The only way to do add this without resorting to writing dummy-feedbacks that do nothing but add a new metadata with the input content, is by implementing the filename generating function on the input to extract the testcase from the corpus, and somehow stringify it:

fn generate_name(&self, id: Option<CorpusId>) -> String;

However, file names have a length restriction, so this isn't usable for inputs that can get somewhat long. Plus, for structured inputs, it would be much easier to have the entire structure nicely formatted in the file.

domenukk commented 2 weeks ago

I don't fully understand: The OnDiskCorpus will contain the "content of the testcase/input that triggered the inputs"- that's what it's for, right?

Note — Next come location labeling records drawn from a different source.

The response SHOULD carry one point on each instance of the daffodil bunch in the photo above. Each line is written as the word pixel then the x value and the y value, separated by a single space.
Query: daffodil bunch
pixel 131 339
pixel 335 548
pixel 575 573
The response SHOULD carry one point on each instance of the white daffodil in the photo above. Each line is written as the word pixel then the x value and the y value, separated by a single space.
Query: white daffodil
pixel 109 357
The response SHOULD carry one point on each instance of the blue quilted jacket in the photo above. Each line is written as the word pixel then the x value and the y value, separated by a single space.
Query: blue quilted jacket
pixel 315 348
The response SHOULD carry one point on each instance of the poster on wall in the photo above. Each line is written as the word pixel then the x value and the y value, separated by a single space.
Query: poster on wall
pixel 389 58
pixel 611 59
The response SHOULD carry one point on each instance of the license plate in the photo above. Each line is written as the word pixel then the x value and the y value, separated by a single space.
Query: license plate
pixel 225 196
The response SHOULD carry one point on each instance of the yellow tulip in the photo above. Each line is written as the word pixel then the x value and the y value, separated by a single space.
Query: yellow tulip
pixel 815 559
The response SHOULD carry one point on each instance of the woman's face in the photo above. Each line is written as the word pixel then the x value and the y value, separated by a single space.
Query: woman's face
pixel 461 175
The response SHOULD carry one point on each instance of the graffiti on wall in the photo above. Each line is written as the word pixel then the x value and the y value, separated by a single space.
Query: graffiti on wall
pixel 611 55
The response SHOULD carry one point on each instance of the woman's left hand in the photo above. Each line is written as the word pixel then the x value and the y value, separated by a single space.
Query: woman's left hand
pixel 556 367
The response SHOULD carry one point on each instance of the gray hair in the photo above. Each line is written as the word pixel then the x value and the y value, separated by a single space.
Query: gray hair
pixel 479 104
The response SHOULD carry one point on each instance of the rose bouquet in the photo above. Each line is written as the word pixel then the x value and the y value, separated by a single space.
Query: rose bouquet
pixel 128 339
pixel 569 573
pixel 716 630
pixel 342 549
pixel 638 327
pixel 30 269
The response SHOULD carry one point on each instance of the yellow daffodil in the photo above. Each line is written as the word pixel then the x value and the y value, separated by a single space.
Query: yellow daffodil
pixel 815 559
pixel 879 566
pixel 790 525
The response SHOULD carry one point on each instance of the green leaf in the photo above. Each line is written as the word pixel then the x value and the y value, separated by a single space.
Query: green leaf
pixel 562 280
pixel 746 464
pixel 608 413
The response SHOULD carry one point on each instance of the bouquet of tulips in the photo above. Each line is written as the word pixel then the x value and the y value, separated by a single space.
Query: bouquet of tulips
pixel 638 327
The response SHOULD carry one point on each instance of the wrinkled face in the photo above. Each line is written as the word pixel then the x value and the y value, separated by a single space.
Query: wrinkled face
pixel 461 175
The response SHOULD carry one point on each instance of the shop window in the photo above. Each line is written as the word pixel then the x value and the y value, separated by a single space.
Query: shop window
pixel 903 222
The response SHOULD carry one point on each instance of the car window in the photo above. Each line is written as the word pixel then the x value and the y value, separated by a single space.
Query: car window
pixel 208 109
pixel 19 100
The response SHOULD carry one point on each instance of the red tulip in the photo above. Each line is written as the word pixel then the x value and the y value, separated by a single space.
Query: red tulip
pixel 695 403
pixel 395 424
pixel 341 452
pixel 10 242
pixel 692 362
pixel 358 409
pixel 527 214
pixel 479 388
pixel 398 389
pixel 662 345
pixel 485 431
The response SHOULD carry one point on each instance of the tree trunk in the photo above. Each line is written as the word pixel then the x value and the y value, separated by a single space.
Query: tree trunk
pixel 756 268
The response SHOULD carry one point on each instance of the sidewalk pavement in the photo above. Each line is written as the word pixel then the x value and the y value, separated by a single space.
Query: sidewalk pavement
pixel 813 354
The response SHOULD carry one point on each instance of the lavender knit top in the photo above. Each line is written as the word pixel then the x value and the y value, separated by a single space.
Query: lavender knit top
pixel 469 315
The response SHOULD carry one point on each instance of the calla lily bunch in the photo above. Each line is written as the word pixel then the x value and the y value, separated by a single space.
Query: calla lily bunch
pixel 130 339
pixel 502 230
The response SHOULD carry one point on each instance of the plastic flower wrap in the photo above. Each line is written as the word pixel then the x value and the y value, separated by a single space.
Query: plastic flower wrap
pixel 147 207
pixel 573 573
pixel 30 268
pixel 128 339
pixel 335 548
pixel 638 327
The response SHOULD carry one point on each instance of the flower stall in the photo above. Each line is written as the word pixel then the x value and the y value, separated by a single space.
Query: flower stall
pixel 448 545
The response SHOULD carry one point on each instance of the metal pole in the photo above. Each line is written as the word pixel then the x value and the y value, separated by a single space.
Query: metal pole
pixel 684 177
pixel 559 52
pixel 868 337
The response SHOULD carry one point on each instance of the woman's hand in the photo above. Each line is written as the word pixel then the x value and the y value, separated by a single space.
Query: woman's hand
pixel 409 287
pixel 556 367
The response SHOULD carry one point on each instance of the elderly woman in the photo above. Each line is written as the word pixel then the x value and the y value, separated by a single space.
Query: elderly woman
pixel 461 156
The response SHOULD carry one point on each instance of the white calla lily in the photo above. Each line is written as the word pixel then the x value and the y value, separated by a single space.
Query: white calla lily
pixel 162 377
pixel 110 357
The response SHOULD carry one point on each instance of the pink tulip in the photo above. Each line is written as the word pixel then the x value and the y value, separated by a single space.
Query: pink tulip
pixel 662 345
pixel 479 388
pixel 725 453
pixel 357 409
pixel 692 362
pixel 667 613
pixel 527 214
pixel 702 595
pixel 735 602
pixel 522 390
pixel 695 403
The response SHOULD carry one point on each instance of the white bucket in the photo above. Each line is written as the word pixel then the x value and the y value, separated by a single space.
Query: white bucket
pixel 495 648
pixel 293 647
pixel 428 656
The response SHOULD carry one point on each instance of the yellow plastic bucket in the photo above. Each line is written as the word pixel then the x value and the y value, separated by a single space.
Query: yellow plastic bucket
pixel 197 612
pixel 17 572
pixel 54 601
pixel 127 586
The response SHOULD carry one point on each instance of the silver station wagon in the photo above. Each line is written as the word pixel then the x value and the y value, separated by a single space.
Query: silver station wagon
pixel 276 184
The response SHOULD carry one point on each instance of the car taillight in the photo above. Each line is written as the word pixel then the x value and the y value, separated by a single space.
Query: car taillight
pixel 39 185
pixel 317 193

That being said, currently the correct(tm) way to add metadata to a Testcase is via custom Feedbacks that do nothing like here: https://github.com/AFLplusplus/LibAFL/blob/e370e2f852b28aa0c4baedff426005429dbb6c08/libafl/src/feedbacks/stdio.rs#L107

riesentoaster commented 2 weeks ago

Yes, the corpus will contain everything, of course. But it isn't written to disk, so when I kill the fuzzer, I lose everything but the metadata (found in the .metadata file). And that doesn't per default contain the input that triggered a crash (or whatever you're looking for). So I can't reproduce the crash.

domenukk commented 2 weeks ago

Why is the _ OnDisk_Corpus not written to disk? What crash are you talking about? A crash in the fuzzer or a crash in the target? Crashes in the target are of course included in the corpus (if you have a CrashFeedback)? Sorry, I'm confused...

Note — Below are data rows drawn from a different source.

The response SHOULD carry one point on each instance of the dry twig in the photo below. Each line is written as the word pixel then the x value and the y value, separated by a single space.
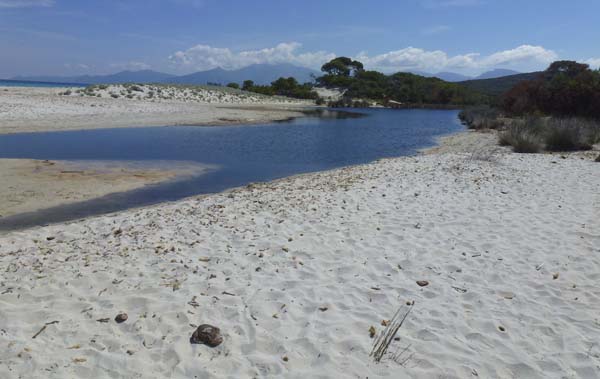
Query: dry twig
pixel 388 334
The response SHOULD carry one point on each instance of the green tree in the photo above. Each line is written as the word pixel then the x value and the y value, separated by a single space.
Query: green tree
pixel 248 85
pixel 342 66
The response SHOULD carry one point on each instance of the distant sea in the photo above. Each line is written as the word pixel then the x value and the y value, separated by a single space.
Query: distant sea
pixel 18 83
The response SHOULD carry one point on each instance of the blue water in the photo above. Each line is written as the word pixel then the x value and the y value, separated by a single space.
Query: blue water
pixel 18 83
pixel 243 154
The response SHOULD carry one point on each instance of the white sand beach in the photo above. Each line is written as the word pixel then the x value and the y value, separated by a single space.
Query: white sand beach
pixel 31 109
pixel 296 272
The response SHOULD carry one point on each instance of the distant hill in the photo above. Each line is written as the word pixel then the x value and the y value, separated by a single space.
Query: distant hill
pixel 259 73
pixel 497 73
pixel 143 76
pixel 451 76
pixel 498 86
pixel 454 77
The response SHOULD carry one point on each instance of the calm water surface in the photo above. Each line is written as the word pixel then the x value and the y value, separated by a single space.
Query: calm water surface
pixel 242 154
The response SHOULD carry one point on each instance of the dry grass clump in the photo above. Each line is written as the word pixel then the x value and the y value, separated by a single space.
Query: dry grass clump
pixel 571 134
pixel 481 117
pixel 523 135
pixel 533 135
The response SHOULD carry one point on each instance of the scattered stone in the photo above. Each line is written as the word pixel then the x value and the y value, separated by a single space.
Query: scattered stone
pixel 121 317
pixel 207 335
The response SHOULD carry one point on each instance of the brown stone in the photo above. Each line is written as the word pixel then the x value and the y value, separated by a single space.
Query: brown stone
pixel 207 335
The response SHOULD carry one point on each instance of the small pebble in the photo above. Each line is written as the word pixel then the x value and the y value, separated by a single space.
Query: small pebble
pixel 121 317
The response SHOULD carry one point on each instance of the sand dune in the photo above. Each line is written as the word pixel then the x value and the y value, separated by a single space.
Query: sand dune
pixel 296 272
pixel 27 109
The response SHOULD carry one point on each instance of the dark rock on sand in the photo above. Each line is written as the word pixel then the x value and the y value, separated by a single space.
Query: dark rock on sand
pixel 121 317
pixel 208 335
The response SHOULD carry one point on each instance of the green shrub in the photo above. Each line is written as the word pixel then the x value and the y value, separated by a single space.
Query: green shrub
pixel 523 136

riesentoaster commented 2 weeks ago

Ah, I see, seems like I missed something. If I understand correctly, the input content is serialised and written to disk in this method on Input, to the file associated with the crash without an extension or a leading dot:

/// Write this input to the file
fn to_file<P>(&self, path: P) -> Result<(), Error>
where
    P: AsRef<Path>,
{
    write_file_atomic(path, &postcard::to_allocvec(self)?)
}

When initialising the corpus, a format can be passed, and while this leaves the metadata nicely formatted, the input itself is still serialised and thus not human readable.

 OnDiskCorpus::with_meta_format(
    PathBuf::from("./crashes"),
    OnDiskMetadataFormat::JsonPretty,
)
.unwrap(),

So I guess I'm asking for an option for human-readable serialisation of the input when written to disk.

riesentoaster commented 2 weeks ago

I guess I could also just implement this for my input, so a global option may not be strictly necessary, but it would still be nice, just for consistency.

riesentoaster commented 2 weeks ago

Related question: All input types in the repo (at least as far as I can see) generate their testcase names (fn generate_name(&self, id: Option<CorpusId>) -> String; on Input) the exact same way: hash their content (for collection types, namely Vecs, this is done manually for some reason) and take the first 16 bytes.

Should there not just be a blanket implementation that does this for any input that implements Hash (or where this is derived)?

domenukk commented 1 week ago

For a human-readable serialization there is the DumpToDiskStage that goes through new inputs and serializes them with a provided closure. Is this what you are looking for?

riesentoaster commented 6 days ago

Yes, this kind of does what I would want it to do, but

  1. It also serialises corpus, not just solutions (and returns an error if passed something like /dev/null)
  2. I need to manually do the serialisation, as opposed to just telling it (like passing OnDiskMetadataFormat::JsonPretty)

Depending on how large your corpus gets and the change-rate within it, the first point may annoying to a considerable downside. The second is not critical, just a bit of extra code, would just be easier without it :)

Plus I would expect this kind of functionality in the corpus, especially OnDiskCorpus, not in a stage — that's probably also why I haven't found this.

domenukk commented 6 days ago

Feel free to fix the first point :) For the second point, we could have a number of serialiser functions in LibAFL, right?

Open for other suggestions of course.